Our leaders are turning their heads and pretending they just don't see. It's time for us to prove that Florida is not a hopelessly stupid state that is going to destroy itself from cowardice and willful ignorance. Every single person in this County and in this region and in this state needs to take the time to educate our politicians and demand action.

We need to tell our very own legislative delegation that we are depending on them - not just to vote right, but to educate their colleagues and make the purchase happen.

Check your Stuart News. Go to SavingFLwater.com. Go to rivercrisis.com. All of them have the contact information to make your voice heard. Email your friends. Put it on Facebook. Shout it from the rooftops.

The state government needs to start the process of closing on the US Sugar option and they need to do it NOW.

I was told last week by a Tallahassee insider that "It ain't gonna happen." They say we have a snowball's chance in Hell of making the state to buy the land.

That doesn't mean we should give up. It means that NOW and for the next two months we've got to move Heaven and Earth to get that snowball safely out of Hell. There is just too much to lose if we don't.

This weekend I watched a movie I hadn't seen in more than fifty years: To Kill a Mockingbird. It's about doing the right thing. One of our legislators told the Stuart News he couldn't commit to the purchase because we have to make decisions based on science rather than emotion.
We've got the science that says we need 360,000 acre feet of storage south of the Lake. There is no science that says we don't need it there. We've got the opportunity. Clearly that opportunity won't come again.

We are not asking them to make a decision based on emotion. We are asking them:

TO DO THE RIGHT THING.

It's a sin to kill a mockingbird.

It's a sin to kill our river and our Everglades.
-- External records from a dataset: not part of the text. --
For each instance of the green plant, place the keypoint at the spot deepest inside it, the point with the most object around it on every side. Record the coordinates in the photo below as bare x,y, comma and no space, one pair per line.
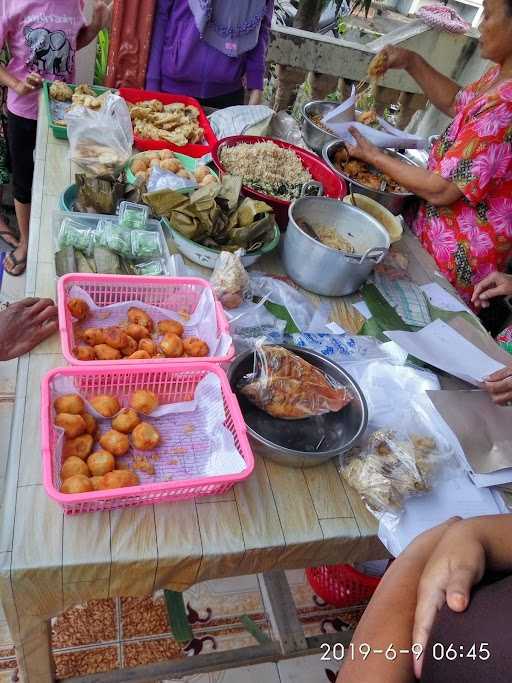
100,68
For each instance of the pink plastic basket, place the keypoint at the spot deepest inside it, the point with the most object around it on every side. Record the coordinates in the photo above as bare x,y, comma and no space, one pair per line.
171,383
173,293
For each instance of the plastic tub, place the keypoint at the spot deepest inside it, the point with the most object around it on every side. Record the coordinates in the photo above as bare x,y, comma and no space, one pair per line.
174,293
171,383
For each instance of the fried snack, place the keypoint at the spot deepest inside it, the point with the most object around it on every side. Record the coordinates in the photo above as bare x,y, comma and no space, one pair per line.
195,347
105,352
171,346
126,421
101,462
105,405
84,353
73,466
73,425
145,437
288,387
69,403
144,401
149,346
115,442
119,479
77,484
170,327
90,423
137,316
78,308
93,336
79,447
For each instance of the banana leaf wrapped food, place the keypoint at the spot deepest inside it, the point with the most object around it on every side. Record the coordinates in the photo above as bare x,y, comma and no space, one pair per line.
216,216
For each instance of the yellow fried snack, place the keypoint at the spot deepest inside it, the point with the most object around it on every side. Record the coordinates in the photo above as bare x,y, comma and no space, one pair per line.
77,484
106,405
144,401
69,403
79,447
115,442
73,425
100,463
145,437
126,421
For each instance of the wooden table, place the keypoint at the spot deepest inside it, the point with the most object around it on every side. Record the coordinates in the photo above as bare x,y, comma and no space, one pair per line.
279,518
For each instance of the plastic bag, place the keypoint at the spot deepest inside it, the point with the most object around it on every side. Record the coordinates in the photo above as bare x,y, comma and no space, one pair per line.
229,280
101,140
286,386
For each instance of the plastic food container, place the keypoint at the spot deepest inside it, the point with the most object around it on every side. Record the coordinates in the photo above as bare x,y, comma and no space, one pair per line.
174,293
333,186
132,95
171,383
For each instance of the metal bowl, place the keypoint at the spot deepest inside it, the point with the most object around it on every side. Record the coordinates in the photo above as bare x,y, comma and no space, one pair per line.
308,442
394,201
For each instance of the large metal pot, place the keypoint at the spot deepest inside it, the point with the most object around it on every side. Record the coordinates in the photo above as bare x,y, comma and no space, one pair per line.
308,442
394,201
324,270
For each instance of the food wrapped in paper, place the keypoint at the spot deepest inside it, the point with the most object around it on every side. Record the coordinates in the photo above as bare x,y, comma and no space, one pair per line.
286,386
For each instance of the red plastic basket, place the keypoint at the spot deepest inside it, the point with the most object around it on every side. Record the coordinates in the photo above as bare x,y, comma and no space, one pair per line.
173,293
172,384
334,186
132,95
341,585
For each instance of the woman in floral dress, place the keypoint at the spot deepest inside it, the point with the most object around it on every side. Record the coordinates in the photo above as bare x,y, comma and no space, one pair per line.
465,218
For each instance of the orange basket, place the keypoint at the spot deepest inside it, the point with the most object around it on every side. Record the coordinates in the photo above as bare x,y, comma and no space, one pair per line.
341,585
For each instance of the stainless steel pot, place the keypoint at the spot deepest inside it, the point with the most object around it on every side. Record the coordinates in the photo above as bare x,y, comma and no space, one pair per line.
324,270
308,442
394,201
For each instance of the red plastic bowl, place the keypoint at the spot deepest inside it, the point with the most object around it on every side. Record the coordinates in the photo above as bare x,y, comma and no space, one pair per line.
334,186
132,95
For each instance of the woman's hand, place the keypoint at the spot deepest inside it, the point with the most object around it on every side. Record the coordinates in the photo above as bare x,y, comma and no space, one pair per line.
495,284
455,566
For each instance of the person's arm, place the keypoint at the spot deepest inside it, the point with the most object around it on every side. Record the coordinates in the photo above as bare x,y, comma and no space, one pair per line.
256,58
154,72
425,184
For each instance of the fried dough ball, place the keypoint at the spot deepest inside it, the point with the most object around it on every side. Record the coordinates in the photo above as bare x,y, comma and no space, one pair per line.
73,425
90,423
100,463
170,327
77,484
130,347
139,355
84,353
138,332
140,317
73,466
145,437
126,421
115,442
69,403
119,479
195,347
93,336
115,337
106,352
149,346
79,447
144,401
106,405
172,346
78,308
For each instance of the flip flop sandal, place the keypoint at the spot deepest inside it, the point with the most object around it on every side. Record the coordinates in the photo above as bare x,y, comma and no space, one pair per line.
21,263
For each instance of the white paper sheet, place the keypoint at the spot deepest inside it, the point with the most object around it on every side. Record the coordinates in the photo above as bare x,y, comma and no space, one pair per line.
439,345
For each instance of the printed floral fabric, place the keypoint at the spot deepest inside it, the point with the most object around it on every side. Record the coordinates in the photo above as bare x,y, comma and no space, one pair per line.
473,236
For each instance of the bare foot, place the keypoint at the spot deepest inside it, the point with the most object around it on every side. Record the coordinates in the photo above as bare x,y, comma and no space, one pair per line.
24,325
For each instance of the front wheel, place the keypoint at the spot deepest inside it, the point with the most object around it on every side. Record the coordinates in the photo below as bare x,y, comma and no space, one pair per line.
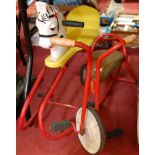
93,139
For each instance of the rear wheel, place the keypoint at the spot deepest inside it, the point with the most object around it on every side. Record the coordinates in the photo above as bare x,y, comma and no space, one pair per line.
93,139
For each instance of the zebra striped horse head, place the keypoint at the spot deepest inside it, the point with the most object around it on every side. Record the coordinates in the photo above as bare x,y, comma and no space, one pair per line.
49,23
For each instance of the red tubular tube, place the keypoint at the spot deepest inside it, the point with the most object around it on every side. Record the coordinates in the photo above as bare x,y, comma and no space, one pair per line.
87,83
27,103
127,65
42,107
98,62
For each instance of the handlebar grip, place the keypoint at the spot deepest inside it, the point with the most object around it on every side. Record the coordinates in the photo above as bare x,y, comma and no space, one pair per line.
63,42
71,23
129,39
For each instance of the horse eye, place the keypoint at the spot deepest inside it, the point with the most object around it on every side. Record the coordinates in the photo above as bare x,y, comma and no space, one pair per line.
53,28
It's time for us to do our part and have everyone who can pick up a phone or send an email, or buttonhole a politician tell them:
BUY THE LAND AND SEND THE WATER SOUTH.

3 comments:

Adam said...

Gee. I wonder what the economic benefits of having a drinkable aquifer for Miami to pump out of are?

Anonymous said...

Meanwhile, the rock mining industry that is primarily responsible for the threats to our drinking water aquifer is petitioning the state legislature to remove all "fees" charged per ton in order to defray the costs of reacting to a water emergency. Un-real. Only in Flori-duh.

Anonymous said...

What is lost in all this is that the black muck that they grow sugar cane is oxidizing away to nothing and has been doing so for close to 100 years going back to when the land was drained. Dirty little secret by Big Sugar that sooner than later those lands will be worthless for farming, what then? Underneath the muck? Chalky white limestone and what grows in that? So why if farming in those muck lands is a time limited activity do they want to hold on to it so badly now. There is more than meets the eye here. Extortion comes to mind.